8. Stagnant funding. For years the United States has been the major funder of the global HIV response. Yet on the heels of the global financial crisis, and a diversification of PEPFAR funds, HIV funding has stagnated and experts fear there is a growing gap between the global HIV need and our ability to address it. Will we look at this year as the beginning of the end of HIV, or the year we started to turn away from the dream of zero HIV?
9. Progress for children. Children are our most precious resource. We have a long way to go, but everybody welcomed the wonderful news from UNICEF that new HIV infections in children have dropped by 40%. Hallelujah!

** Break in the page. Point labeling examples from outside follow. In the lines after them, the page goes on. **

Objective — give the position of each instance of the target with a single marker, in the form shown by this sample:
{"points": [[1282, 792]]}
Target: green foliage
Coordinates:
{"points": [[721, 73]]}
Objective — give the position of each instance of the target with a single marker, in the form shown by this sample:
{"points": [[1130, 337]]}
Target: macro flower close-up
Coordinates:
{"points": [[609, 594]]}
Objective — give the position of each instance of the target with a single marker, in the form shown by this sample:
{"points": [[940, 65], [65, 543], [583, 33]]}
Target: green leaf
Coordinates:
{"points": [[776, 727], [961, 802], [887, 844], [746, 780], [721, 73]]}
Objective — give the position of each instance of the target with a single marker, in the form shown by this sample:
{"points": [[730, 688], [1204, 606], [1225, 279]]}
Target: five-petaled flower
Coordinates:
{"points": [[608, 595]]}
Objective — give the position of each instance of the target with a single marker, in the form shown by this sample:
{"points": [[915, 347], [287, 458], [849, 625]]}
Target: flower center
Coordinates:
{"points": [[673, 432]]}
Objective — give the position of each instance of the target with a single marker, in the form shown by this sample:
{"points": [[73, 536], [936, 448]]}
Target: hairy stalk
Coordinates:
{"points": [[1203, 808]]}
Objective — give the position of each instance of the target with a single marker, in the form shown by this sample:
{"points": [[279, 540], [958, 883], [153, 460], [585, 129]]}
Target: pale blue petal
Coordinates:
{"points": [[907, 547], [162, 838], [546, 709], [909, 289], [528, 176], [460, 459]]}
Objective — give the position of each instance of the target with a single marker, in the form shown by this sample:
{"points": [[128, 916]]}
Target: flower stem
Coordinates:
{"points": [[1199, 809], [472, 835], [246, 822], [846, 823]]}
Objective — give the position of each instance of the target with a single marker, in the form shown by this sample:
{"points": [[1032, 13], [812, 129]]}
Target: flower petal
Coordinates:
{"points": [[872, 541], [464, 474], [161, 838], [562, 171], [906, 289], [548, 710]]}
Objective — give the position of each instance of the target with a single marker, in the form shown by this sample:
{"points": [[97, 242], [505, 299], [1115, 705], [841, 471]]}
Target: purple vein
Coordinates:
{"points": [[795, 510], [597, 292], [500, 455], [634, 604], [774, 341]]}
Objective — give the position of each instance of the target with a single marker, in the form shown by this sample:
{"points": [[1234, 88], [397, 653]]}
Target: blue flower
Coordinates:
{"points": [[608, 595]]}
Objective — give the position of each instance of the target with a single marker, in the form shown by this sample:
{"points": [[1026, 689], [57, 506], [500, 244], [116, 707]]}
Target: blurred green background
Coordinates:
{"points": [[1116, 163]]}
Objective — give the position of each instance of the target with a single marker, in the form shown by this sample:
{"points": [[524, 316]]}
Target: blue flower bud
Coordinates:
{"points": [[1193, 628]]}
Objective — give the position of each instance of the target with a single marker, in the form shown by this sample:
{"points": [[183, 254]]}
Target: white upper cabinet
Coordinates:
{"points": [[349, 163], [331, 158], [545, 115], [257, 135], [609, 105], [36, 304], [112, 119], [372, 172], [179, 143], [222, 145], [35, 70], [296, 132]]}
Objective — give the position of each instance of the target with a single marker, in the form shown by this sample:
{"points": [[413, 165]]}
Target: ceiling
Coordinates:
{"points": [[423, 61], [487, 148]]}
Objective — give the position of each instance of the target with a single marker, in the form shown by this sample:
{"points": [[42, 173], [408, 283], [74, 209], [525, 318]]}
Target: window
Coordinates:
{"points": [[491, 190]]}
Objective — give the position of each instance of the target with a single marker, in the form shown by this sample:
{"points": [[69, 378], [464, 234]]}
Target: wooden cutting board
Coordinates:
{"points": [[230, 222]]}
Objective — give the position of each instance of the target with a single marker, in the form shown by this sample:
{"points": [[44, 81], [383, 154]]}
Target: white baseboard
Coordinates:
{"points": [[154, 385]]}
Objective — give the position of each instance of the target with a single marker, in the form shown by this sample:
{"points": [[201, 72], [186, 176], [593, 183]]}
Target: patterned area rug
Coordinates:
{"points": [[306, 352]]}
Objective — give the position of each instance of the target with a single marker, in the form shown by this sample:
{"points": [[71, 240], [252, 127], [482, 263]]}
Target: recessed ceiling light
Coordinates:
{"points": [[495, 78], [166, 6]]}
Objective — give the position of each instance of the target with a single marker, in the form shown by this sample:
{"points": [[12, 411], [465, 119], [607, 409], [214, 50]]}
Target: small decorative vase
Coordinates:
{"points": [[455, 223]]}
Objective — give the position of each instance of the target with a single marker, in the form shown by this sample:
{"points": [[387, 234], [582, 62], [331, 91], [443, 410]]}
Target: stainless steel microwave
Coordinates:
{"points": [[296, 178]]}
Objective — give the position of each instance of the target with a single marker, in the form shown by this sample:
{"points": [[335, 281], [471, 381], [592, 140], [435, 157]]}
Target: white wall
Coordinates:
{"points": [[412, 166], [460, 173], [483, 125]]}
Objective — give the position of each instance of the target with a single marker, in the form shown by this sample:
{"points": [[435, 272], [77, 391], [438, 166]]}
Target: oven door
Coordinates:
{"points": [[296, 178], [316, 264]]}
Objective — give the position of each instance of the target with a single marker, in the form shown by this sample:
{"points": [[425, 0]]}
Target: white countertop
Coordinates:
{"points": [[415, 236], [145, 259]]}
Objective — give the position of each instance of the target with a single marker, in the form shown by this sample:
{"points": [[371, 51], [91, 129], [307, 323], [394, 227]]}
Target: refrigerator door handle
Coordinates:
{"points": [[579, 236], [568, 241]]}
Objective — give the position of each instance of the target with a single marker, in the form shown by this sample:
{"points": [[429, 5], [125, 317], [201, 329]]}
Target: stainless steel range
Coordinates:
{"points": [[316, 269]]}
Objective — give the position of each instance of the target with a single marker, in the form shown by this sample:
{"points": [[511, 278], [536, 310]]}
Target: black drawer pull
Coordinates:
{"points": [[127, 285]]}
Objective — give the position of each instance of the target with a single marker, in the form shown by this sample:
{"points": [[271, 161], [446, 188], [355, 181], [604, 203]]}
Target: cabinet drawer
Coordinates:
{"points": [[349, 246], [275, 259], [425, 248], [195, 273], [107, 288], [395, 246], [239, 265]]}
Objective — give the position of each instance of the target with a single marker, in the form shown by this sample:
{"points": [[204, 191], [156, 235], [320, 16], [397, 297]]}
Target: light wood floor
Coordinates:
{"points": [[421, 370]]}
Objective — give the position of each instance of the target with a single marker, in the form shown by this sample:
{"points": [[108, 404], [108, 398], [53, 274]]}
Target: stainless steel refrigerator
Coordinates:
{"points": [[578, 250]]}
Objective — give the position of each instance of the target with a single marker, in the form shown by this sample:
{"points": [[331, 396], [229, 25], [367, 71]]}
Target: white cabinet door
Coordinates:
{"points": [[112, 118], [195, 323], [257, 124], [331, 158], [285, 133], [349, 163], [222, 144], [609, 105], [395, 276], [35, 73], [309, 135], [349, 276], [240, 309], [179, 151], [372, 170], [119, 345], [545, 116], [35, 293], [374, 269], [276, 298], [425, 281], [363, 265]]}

10. A PROMISE for pregnant women. There was good news this year for both children and mothers with HIV. This fall, a pivotal clinical trial called PROMISE was closed early when it showed that full antiretroviral therapy is better for new mothers with HIV. It also surprised many of us by showing a dark horse regimen was best. The ethics of the trial were hotly contested, as I wrote recently in Health Affairs, but ultimately the results of the PROMISE study will help drive global HIV policy in the right direction for years to come.
2014 was a great year for HIV. We saw real progress, we made startling new discoveries, and the HIV community remains as vibrant as ever. Would you have chosen the same top 10 trends in HIV for 2014?